Challenging a Voluntary Acknowledgment of Paternity

So what if another man signs an acknowledgment, but another man believes he is the child's biological father? Can he challenge the voluntary acknowledgment of paternity? In most states, he cannot. 

Instead, he can file a lawsuit with the appropriate court to establish his legal paternity to trump the voluntary acknowledgment. Here, timing is key as well. The statute of limitations to file such a suit is usually around four to five years (depending on the state) after the acknowledgment is filed. Make sure you check with a licensed attorney in your state to determine the statute of limitations that apply to you. 

How Can an Attorney Help Me in Establishing Paternity in Court?

Family law matters are complex, and must adhere to specific state laws. A skilled and knowledgeable family law attorney would be beneficial in establishing paternity. An experienced family law attorney can help you understand your state's laws and requirements, as well as guide you through the process of establishing paternity. Finally, an attorney will be able to represent you in court as needed.
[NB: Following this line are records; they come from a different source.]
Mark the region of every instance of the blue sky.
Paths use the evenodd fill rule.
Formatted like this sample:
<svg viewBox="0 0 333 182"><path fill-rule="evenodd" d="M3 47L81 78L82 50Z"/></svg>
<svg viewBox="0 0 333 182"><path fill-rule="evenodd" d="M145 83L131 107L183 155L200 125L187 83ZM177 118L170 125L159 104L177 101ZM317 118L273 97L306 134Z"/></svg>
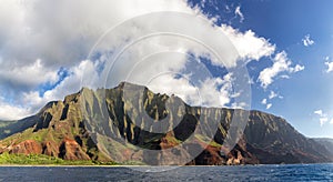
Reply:
<svg viewBox="0 0 333 182"><path fill-rule="evenodd" d="M218 23L230 23L241 31L253 30L276 44L278 50L284 50L293 62L305 68L290 79L278 79L266 90L255 82L252 87L252 109L282 115L305 135L333 136L333 124L329 123L333 117L333 72L327 73L325 64L333 55L333 19L330 16L333 2L330 0L219 2L221 9L223 6L240 7L244 19L240 21L240 17L234 18L232 10L229 13L221 9L216 11L214 6L216 2L206 1L204 8L206 13L229 17ZM303 43L306 36L314 42L307 47ZM259 62L250 62L249 65L260 70L261 67L271 63L270 59L263 58ZM256 78L259 70L250 71L251 75ZM272 107L266 109L261 101L268 99L271 91L283 99L278 97L270 100ZM317 114L320 110L323 112L322 115ZM317 113L314 113L315 111ZM321 118L324 120L327 118L329 121L321 125Z"/></svg>
<svg viewBox="0 0 333 182"><path fill-rule="evenodd" d="M19 119L33 114L48 101L61 100L64 95L80 90L82 80L94 82L95 78L103 75L103 70L108 68L103 54L98 51L94 52L98 58L90 58L89 54L91 50L97 50L97 41L105 36L110 27L144 13L199 11L206 20L213 20L219 29L202 24L202 30L225 33L246 63L249 77L253 81L251 109L281 115L307 136L333 138L333 17L330 13L333 1L151 0L91 3L37 0L1 3L0 21L4 26L0 26L0 119ZM73 12L73 9L78 11ZM52 11L62 13L54 16ZM147 21L145 26L149 26L149 20ZM165 23L173 22L165 20ZM191 29L195 24L191 23L192 21L186 23L185 33L195 34L195 30ZM117 29L112 33L117 38L113 41L115 43L112 42L114 47L121 47L121 40L131 40L131 37L123 39L122 33L125 33L117 32ZM200 33L204 40L211 39L210 34ZM165 40L172 41L168 38L159 39L160 42L168 42ZM183 46L180 44L179 48ZM230 91L225 81L225 68L202 57L206 52L198 51L199 47L191 43L185 46L182 49L196 51L185 53L193 53L193 58L198 55L212 73L212 78L204 82L206 88L199 88L203 98L221 94L220 102L228 103L233 100L234 98L225 95ZM148 46L140 49L147 51L152 48ZM110 54L112 52L117 52L117 49L109 50ZM139 58L140 54L133 52L127 58ZM181 55L169 57L185 65ZM123 72L127 71L123 67L135 63L124 62L127 58L122 58L123 62L117 65ZM149 65L152 71L157 70L153 63ZM182 70L176 68L178 64L168 61L163 65L173 71ZM140 68L137 71L142 73ZM107 77L113 79L110 85L115 85L125 78L120 75L123 72L108 74ZM142 82L140 77L133 79L138 83ZM170 85L185 83L180 78L174 80L164 77L163 80ZM157 80L152 88L167 93L176 92L169 90L170 88L159 90L159 81L161 80ZM210 87L211 93L208 92ZM179 94L184 94L184 98L195 97L191 85L185 88L185 91L178 90ZM215 105L215 101L208 99L205 103Z"/></svg>

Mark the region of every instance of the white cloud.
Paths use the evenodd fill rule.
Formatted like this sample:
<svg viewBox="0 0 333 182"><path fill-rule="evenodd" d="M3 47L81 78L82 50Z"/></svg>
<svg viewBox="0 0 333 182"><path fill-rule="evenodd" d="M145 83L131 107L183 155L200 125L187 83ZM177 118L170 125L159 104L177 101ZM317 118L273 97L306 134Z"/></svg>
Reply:
<svg viewBox="0 0 333 182"><path fill-rule="evenodd" d="M284 51L276 53L273 59L273 65L265 68L259 74L258 80L261 82L261 87L266 89L281 72L294 73L304 70L303 65L296 64L295 67L291 67L291 64L292 62L287 59Z"/></svg>
<svg viewBox="0 0 333 182"><path fill-rule="evenodd" d="M244 16L243 16L243 13L242 13L242 11L241 11L241 6L239 6L239 7L235 8L234 14L235 14L236 17L240 17L240 19L241 19L240 22L243 22L243 21L244 21Z"/></svg>
<svg viewBox="0 0 333 182"><path fill-rule="evenodd" d="M304 47L310 47L314 43L313 40L311 40L310 34L306 34L303 39L302 39L303 46Z"/></svg>
<svg viewBox="0 0 333 182"><path fill-rule="evenodd" d="M274 91L271 91L270 95L269 95L269 99L273 99L273 98L276 98L278 94L274 92Z"/></svg>
<svg viewBox="0 0 333 182"><path fill-rule="evenodd" d="M0 68L0 82L9 82L12 87L34 88L41 83L58 81L58 71L43 65L42 60L12 69Z"/></svg>
<svg viewBox="0 0 333 182"><path fill-rule="evenodd" d="M18 4L17 1L3 3L0 7L0 21L7 26L0 27L0 91L2 92L1 89L8 89L10 85L10 92L21 99L18 99L14 104L9 104L4 100L1 101L0 118L8 118L6 113L10 113L12 119L34 113L46 102L60 100L65 94L77 92L81 85L114 87L119 81L127 79L148 84L147 79L152 79L158 73L181 72L185 68L185 53L188 52L195 54L195 57L206 55L212 59L215 65L232 68L238 64L238 61L260 60L262 57L272 55L275 51L274 44L258 37L252 30L241 32L231 26L212 26L214 20L208 20L199 9L191 9L184 0L147 0L143 2L139 0L101 0L94 3L88 0L60 0L57 2L34 0L24 1L27 3L24 6ZM161 22L162 16L152 18L159 22L139 20L124 24L122 29L112 29L111 36L103 39L105 43L94 47L97 40L115 24L138 16L160 11L185 12L193 14L193 19L196 19L194 21L189 18L186 23L182 21L184 18L168 19L168 17ZM59 13L56 16L53 12ZM235 9L235 13L241 17L241 20L243 19L240 7ZM154 27L155 24L158 27ZM170 24L174 27L169 27ZM194 39L159 36L132 44L131 49L120 57L120 61L114 64L114 69L110 72L107 70L108 63L104 70L102 65L112 58L87 60L93 47L100 49L101 52L119 52L120 50L117 48L122 48L123 44L134 38L174 28L179 28L182 34L189 37L200 34L195 37L196 40L205 40L205 44L219 48L216 52L222 50L225 59L223 58L223 62L221 62L221 60L211 57L206 48L200 46ZM219 39L219 36L222 37ZM235 51L226 47L228 43L225 43L225 48L220 47L221 42L228 41L235 47ZM164 57L163 53L159 53L163 51L176 52L180 55L174 57L175 59L172 55ZM145 58L148 54L151 54L151 58ZM160 60L159 64L154 63L154 60ZM140 61L142 64L139 63ZM133 65L138 68L133 70L133 77L128 78ZM65 68L70 74L57 87L41 95L38 88L44 83L59 81L58 70L60 68ZM102 73L99 74L98 72ZM101 78L107 78L107 80ZM245 103L230 103L232 89L226 75L205 80L201 78L200 81L205 84L205 87L200 87L200 84L196 87L204 104L245 105ZM160 91L178 92L189 102L199 102L189 99L196 94L196 90L189 80L165 75L164 83L168 83L165 85L172 90L160 84L159 88L163 88ZM158 85L158 83L155 84ZM153 88L152 83L150 85ZM155 90L159 91L157 88ZM212 97L213 94L214 97ZM13 110L18 112L12 112Z"/></svg>
<svg viewBox="0 0 333 182"><path fill-rule="evenodd" d="M269 110L273 104L272 103L268 103L266 104L266 110Z"/></svg>
<svg viewBox="0 0 333 182"><path fill-rule="evenodd" d="M271 90L269 99L274 99L274 98L283 99L282 95L280 95L280 94L278 94L278 93L275 93L274 91Z"/></svg>
<svg viewBox="0 0 333 182"><path fill-rule="evenodd" d="M319 115L323 115L323 111L322 110L315 110L314 113L319 114Z"/></svg>
<svg viewBox="0 0 333 182"><path fill-rule="evenodd" d="M22 108L16 104L10 104L6 102L3 98L0 98L1 120L18 120L29 114L31 114L31 110L29 108Z"/></svg>
<svg viewBox="0 0 333 182"><path fill-rule="evenodd" d="M263 104L263 105L265 105L266 107L266 110L269 110L270 108L272 108L272 103L268 103L268 99L263 99L262 101L261 101L261 104Z"/></svg>
<svg viewBox="0 0 333 182"><path fill-rule="evenodd" d="M300 65L300 64L296 64L294 68L290 68L290 72L299 72L299 71L303 71L305 69L304 65Z"/></svg>
<svg viewBox="0 0 333 182"><path fill-rule="evenodd" d="M332 72L333 71L333 62L325 62L325 65L327 65L326 72Z"/></svg>
<svg viewBox="0 0 333 182"><path fill-rule="evenodd" d="M256 37L252 30L242 33L230 26L222 24L223 33L231 40L238 50L241 59L260 60L262 57L269 57L275 51L275 46L266 39Z"/></svg>
<svg viewBox="0 0 333 182"><path fill-rule="evenodd" d="M313 113L319 115L320 124L323 127L326 122L329 122L329 114L324 113L323 110L315 110ZM333 124L333 118L331 119L330 123Z"/></svg>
Once paternity has been established, the child's father may be ordered to pay child support. A father who is not married to the mother of his child will not usually be awarded custody of the child, if the mother is providing reasonable care. However, should circumstances change, the father will likely be given custody preference over a third party such as grandparents. However, it is important to remember that a Court will order custody solely based on the child's best interests.

The father's paternity must be established in order for the child to receive child support. A court cannot order support payments until paternity has been established and determined. Once the court has legally determined the father's identity, they may order support regardless of where the father lives or if they have an active role in their child's life. As such, this includes a father who lives in a different state than his child.